Hello
I am enjoying using your excellent seqan tools. I have a couple of queries too though.
Partly as a learning exercise I have been trying to use seqan to re-create a version of the fastqc software accessed from R - which I pass summary data for graphics and trivial stats.
I'm using the double pass-reader to minimise memory of fastq - which works nicely for a minimal speed penalty (nice). So I can do most of what I want using the longer version of quality reads..
...
seqan::StringSet<seqan::CharString> ids;
seqan::StringSet<seqan::CharString> seqs; // a Charstring
seqan::StringSet<seqan::CharString> quals;
if (read2(ids, seqs, quals, reader, seqan::Fastq()) != 0)
etc...
However it strikes me that it would be preferable to be able to use the Dna5Q Stringset and half the code and runtime:
...
seqan::StringSet<seqan::CharString> ids;
seqan::StringSet<seqan::Dna5Q> seqsQ; // Dna5Q
if (read2(ids, seqsQ, reader, seqan::Fastq()) != 0)
etc...
This because I would prefer for efficiency (i.e not double passing) and code legibility (laziness???) to iterate a single loop through a StringSet
seqsQ for QC calculations. However I cannot see how to obtain the quality value from the score. The tutorial material and the documentation I can find suggests to me that this should be possible though I cannot find an actual example...
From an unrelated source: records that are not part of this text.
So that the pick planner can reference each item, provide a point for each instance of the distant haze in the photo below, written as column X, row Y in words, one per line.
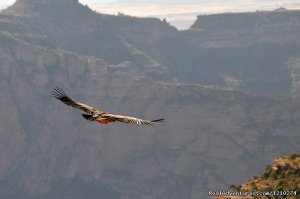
column 182, row 15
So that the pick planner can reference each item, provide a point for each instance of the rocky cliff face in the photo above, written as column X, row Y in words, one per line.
column 281, row 179
column 49, row 151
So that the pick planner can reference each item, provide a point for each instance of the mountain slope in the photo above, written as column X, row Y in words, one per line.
column 280, row 180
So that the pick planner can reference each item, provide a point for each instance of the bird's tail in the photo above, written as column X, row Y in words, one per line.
column 158, row 120
column 87, row 117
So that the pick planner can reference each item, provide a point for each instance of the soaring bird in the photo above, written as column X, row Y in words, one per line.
column 98, row 115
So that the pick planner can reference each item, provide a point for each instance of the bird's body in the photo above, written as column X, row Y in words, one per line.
column 98, row 115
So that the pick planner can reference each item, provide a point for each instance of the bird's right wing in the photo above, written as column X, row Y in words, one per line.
column 129, row 119
column 62, row 96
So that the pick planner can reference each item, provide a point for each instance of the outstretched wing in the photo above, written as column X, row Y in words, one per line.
column 62, row 96
column 129, row 120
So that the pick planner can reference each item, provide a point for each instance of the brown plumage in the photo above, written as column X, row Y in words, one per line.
column 97, row 115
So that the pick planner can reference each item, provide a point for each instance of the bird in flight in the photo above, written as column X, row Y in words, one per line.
column 98, row 115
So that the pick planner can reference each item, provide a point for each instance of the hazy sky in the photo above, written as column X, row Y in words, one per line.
column 177, row 12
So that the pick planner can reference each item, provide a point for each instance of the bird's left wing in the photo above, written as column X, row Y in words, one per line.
column 129, row 120
column 62, row 96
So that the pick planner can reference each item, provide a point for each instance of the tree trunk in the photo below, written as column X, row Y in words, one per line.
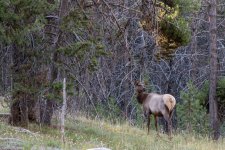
column 63, row 111
column 52, row 29
column 213, row 111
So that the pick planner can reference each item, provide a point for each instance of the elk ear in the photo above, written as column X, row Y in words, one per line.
column 136, row 83
column 145, row 82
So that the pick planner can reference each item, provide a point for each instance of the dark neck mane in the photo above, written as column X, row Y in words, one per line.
column 141, row 97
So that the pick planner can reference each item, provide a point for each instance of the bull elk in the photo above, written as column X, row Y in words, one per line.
column 156, row 104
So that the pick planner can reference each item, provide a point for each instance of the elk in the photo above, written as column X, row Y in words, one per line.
column 156, row 104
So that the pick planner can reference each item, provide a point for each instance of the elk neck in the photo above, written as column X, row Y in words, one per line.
column 141, row 97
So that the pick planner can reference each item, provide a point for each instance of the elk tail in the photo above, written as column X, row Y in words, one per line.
column 169, row 102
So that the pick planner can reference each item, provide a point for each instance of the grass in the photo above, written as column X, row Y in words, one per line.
column 82, row 133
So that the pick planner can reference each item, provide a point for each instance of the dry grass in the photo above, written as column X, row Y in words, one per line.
column 82, row 133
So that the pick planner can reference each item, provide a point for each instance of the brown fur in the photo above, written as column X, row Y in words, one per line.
column 156, row 104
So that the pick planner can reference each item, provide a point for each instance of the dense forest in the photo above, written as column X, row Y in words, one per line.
column 101, row 47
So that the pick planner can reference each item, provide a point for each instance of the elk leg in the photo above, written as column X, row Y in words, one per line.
column 168, row 119
column 148, row 122
column 156, row 124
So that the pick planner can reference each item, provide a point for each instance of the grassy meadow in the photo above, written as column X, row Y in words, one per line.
column 83, row 133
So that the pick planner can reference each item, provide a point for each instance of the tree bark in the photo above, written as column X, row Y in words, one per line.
column 213, row 111
column 63, row 111
column 53, row 31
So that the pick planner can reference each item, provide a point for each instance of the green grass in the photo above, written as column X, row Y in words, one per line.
column 82, row 133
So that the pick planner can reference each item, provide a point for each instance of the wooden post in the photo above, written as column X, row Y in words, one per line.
column 63, row 111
ordValue I find works for qual CharString but is not overloaded for Dna5Q. Nor does getQualityValue seem to work as I think it is described in the documentation...
//where seqs is the StringSet of Dna5Q read in above
seqan::Dna5Q seq= seqs[0];
Rcpp::Rcout << getQualityValue(seq[0]) << std::endl; // error
Rcpp::Rcout << (int)(ordValue(seq[0]) - 33) << std::endl; //error
So ... sorry for the lengthy post but how do I access the qualities?... or indeed the sequences of the Dna5Q when I have read in both?
I realise this is probably a trivial syntactic error but it has stumped me for a couple of days now.
Thanks
Stephen Henderson
UCL Cancer Institute
|